Is herziening nodig van de richtlijn angststoornissen voor wat betreft de obsessieve compulsieve stoornis?
achtergrond In december 2003 is de Multidisciplinaire richtlijn Angststoornissen gepubliceerd. Het is de vraag of de richtlijn voor het onderdeel obsessieve compulsieve stoornis nog up-to-date is.
doel Inzicht krijgen in wat de literatuur toevoegt aan de behandeling van de obsessieve compulsieve stoornis sinds de publicatie van de multidisciplinaire richtlijn angststoornissen in december 2003.
methode Descriptief literatuuronderzoek met behulp van Medline, met de zoektermen 'obsessive-compulsive disorder' in combinatie met 'therapy'. Het onderzoek beperkt zich tot randomized controlled trials vanaf 1 december 2003 tot 1 januari 2006.

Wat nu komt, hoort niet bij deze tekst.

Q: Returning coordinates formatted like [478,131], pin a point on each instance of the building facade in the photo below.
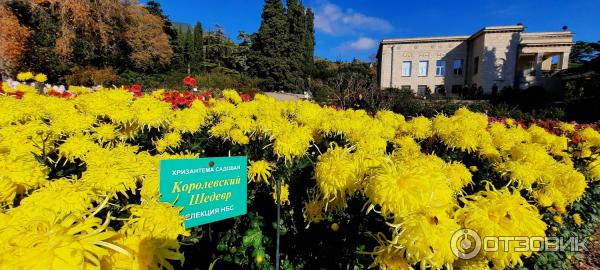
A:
[505,56]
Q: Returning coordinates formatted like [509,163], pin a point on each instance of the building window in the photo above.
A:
[456,88]
[457,66]
[406,66]
[423,66]
[440,90]
[440,68]
[423,90]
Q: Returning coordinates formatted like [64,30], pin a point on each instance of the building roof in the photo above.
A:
[424,39]
[505,28]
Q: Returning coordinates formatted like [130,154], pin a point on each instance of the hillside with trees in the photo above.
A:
[119,42]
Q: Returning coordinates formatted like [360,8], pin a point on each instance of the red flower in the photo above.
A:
[136,88]
[188,80]
[576,139]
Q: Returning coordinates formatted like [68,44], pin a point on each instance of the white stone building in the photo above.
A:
[501,55]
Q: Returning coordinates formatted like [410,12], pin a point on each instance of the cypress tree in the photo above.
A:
[295,54]
[188,43]
[309,41]
[197,46]
[269,47]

resultaten De nieuwe serotonine-noradrenalineheropnameremmers (snri's) mirtazapine en venlafaxine lijken effectief, maar replicatieonderzoeken zijn nodig. De combinatie van gedragstherapie en selectieve serotonineheropnameremmers (ssri's) is effectief. Cognitieve therapie lijkt op langere termijn nog effectief. In geval van refractaire obsessieve compulsieve stoornis lijkt additie van een ssri, een snri of een atypisch antipsychoticum aan een reeds voorgeschreven ssri effectief. Atypische antipsychotica lijken effectief bij obsessies.
conclusie snri's kunnen een alternatief voor ssri's vormen. Gedragstherapie moet een sterkere voorkeur krijgen als eerste keus van behandeling. Voor valide resultaten uit de augmentatieonderzoeken is meer onderzoek nodig. Er zijn redelijke argumenten om de richtlijn angststoornissen voor wat betreft de obsessieve compulsieve stoornis aan te passen.